Я больше желаю, чтобы Наташеньке дали шифр{30}, чем Мишу сделали бы флигель-адъютантом — он может получить это звание и после свадьбы, а ей уже нельзя. — Не мешай, Лева, государю раздавать свои милости… рассердится, ничего не даст ни Мише, ни Наташе. Миша будет полковником, может, полк получит, а Наташа, замужем, уж шифр — тю-тю, не мешай, Лева, пусть государева воля никем не стесняется“.
На этом письме рукою Дубельта приписано:
„Последнее, к моей великой горести, — упокой, господи, эту добрую, честную благородную душу. Л. Дубельт. 22 февраля 1853 г.“.
Переписка кончилась. Анна Николаевна Дубельт умерла.
Дальше у Дубельтов все плохо — и личное и общее.
Началась Крымская война, а Россия не готова, хотя много лет перед этим жила „в тишине и порядке“, гарантированных дубельтовским механизмом.
Не приводит Дубельтов к добру и родство с Пушкиными: пошли ужасающие сцены между супругами, сын Дубельтов бил жену, и все кончилось скандальным разводом.
Потом умер Николай I, и даже всеведущий Дубельт не мог точно знать, не было ли самоубийства. Перед смертью царь сказал наследнику, что сдает ему команду „не в должном порядке“.
Алексей Федорович Орлов ушел из шефов; потомки Дубельта утверждали, будто Александр II предложил место Леонтию Васильевичу, тот сказал, что лучше, если будет „титулованный шеф“: новый царь назвал его Дон Кихотом. Действительно, шефом жандармов сделали родовитого князя Василия Долгорукова, Дубельту же дали чин полного генерала и… уволили в отставку даже и со старой должности. 26 лет служил он в жандармах, 20 лет — начальником их штаба, 17 лет — управляющим III отделением.
Александр II был милостив, разрешил являться без доклада каждую пятницу в 9 утра, но все в России поняли отставку Дубельта как один из признаков политической оттепели — под Дубельтом больше нельзя было жить.
Снова, как после 1825 года, Леонтий Дубельт мучается от скуки и бездействия. Из газет узнает, что вернулись Волконский и другие уцелевшие друзья его дальнее молодости; что печатают Пушкина, Белинского и многое, чего он когда-то не допускал. И никто не помнит генерала Дубельта, кроме герценовского „Колокола“, который просит за былые заслуги присвоить „вдовствующему начальнику III отделения“ княжеский титул — „Светлейший Леонтий Васильевич, князь Дубельт-Бенкендорфский! Нет, не Бенкендорфский, а князь Дубельт-Филантропский“.
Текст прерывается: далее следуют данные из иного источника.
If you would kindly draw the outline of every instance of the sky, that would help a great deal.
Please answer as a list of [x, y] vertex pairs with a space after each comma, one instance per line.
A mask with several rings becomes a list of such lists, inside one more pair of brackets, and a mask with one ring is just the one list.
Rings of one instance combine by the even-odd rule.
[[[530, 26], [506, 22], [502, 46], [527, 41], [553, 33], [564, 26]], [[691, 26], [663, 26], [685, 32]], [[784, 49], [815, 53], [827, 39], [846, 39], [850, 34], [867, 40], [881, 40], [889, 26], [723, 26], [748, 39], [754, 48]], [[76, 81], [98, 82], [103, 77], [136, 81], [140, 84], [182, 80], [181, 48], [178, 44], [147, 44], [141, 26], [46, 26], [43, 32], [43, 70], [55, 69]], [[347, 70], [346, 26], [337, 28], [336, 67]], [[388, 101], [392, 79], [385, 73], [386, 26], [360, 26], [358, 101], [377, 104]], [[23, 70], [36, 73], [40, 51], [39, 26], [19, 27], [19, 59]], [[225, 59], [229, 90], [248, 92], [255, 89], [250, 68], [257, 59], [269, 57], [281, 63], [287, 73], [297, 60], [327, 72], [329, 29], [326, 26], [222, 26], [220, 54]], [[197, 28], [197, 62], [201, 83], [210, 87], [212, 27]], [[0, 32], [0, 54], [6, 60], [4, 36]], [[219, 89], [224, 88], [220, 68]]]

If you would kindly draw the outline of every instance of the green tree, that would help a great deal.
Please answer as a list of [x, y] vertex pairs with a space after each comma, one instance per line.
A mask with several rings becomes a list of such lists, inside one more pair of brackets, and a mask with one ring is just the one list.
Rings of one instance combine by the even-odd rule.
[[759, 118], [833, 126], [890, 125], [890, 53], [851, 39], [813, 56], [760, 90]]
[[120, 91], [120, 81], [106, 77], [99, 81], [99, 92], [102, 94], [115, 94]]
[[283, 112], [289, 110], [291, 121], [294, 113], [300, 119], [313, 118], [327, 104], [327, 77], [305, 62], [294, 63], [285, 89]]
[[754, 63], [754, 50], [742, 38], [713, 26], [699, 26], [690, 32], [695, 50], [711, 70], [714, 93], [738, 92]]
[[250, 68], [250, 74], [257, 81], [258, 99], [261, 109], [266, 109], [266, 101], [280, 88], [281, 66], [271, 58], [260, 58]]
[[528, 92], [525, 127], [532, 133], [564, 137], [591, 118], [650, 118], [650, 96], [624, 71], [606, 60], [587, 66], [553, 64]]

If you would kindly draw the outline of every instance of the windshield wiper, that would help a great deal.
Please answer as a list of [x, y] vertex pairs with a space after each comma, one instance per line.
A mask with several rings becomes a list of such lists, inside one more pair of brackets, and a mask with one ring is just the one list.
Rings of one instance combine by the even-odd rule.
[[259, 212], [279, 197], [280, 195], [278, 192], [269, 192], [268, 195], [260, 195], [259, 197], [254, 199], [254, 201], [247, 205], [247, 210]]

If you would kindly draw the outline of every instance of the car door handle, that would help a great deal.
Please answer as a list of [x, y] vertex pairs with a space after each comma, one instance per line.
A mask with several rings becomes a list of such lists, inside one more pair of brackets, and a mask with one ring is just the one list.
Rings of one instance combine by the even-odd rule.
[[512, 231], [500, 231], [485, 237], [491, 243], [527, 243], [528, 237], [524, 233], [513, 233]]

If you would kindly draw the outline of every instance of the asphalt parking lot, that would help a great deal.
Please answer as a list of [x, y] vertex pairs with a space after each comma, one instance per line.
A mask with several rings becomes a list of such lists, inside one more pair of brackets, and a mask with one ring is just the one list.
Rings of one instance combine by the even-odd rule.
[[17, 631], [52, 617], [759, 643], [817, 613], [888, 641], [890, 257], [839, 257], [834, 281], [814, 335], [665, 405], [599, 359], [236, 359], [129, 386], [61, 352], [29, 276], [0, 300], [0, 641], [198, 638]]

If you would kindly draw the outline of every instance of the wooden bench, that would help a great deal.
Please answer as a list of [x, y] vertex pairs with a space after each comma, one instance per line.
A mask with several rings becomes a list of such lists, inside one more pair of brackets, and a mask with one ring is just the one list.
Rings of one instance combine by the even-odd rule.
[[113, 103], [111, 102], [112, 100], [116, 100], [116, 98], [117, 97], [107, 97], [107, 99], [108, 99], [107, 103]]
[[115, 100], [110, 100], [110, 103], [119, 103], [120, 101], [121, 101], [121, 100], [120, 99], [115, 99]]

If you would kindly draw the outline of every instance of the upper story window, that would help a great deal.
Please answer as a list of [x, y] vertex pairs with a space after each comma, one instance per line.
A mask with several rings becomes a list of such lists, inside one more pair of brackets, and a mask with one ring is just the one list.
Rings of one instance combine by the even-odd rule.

Полный грустных предчувствий, читал он о начале подготовки крестьянской реформы, освобождающей рыскинских, власовских да еще 23 миллиона душ.
Как верный раб, неспособный пережить своего господина („Гудело перед несчастьем… перед волей“, — говорит Фирс из „Вишневого сада“), генерал от инфантерии Леонтий Васильевич Дубельт умер на другой год после освобождения крестьян.